(BROOKLYN, N.Y.) — It was a blustery, grey Saturday afternoon at the Prospect Park farmers market as Grace Galanti started taking inventory of her products. The market was coming to a close and she had started packing up her booth. The banner tied to the back of the pop-up tent caught the breeze and threatened to take the tent, and Galalnti’s products, tumbling down Flatbush Avenue.
Galanti is the owner of a small business, Furnace Creek Farm, in Oley Valley, Pennsylvania. But running a farm and small business wasn’t originally her plan.
Galanti received her Bachelor of Science degree in herbal sciences from Bastyr University. She had planned on following the practitioner route and becoming a doctor of naturopathic medicine, but having a son by then, she decided to go down a more family-oriented route, she said.
Having a farm and children would be the best way to start that route Galanti though. But, that isn’t what happened. “So I ended up getting divorced,” she said with a laugh, “that whole plan went out the window.”

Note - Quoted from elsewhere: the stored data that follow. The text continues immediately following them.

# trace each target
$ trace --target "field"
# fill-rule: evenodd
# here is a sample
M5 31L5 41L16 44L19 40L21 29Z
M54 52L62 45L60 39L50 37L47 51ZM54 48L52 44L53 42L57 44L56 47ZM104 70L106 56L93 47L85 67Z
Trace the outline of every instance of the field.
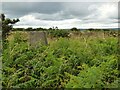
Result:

She then thought to herself, “How am I going to support myself and my son and this property?”
“I just started growing things, making products, and going to my local farmer’s market,” she said. Galanti was able to combine her lifelong love for nature, knowledge of herbal sciences, and need to support her family into her small business. She used her experience in school to focus her business on environmentally friendly, hands-on practices and methods of production.
No chemicals are used in the growing or processing of Furnace Creek Farm’s products, all of which is done in-house according to Galanti. Once the herbs start growing, “we harvest it, bring it into the kitchen, and then we start preserving things, extracting into honey, vinegar, and alcohol,” said Galanti over car horns and someone playing the drums at the market.
Galanti will then take the extracted vinegars, honeys, and alcohols and mix them to make her products. Some of her more popular products are her line of Vitality Vinegars, which come in different flavors such as borage seed and flower, lemon basil, and tulsi. Other products, like candied elecampane and ashwagandha powder, are also available at her shop.
After Galanti’s products gained popularity at her local farmers market in Pennsylvania, she started to set up shop at Greenmarket in New York. Galanti loves working at farmers’ markets because of the personal connections she makes with customers on a daily basis.
“I’m really able to understand what people are looking for,” she said, “what they need, what their questions are, and then immediately respond to that.”
Understanding people is one of Grace’s “superpowers” according to farmworker Melanie Pomeratz. She said she loves working at Furnace Creek Farm because of the extraordinary people there.
Greenmarket Farmers Markets are run by Grow NYC, an organization aimed at improving the lives of New Yorkers through environmental programs. The Greenmarket Farmers Markets is one of four programs Grow NYC runs to bring the community closer to nature.
The COVID-19 pandemic hasn’t slowed Galanti’s business as much as it could have. Since Furnace Creek Farm’s products are already in closed containers no one has to touch them, “not like a tomato where everybody has to squeeze it.”
“COVID is incredibly awful, but we are constantly adapting and changing to keep our farms going,” Galanti said adding that the pandemic has increased how much people pay attention to their health.
“Our products are really in demand right now,” she said. “I think that there is a whole new level of awareness for what food and herbs can do.”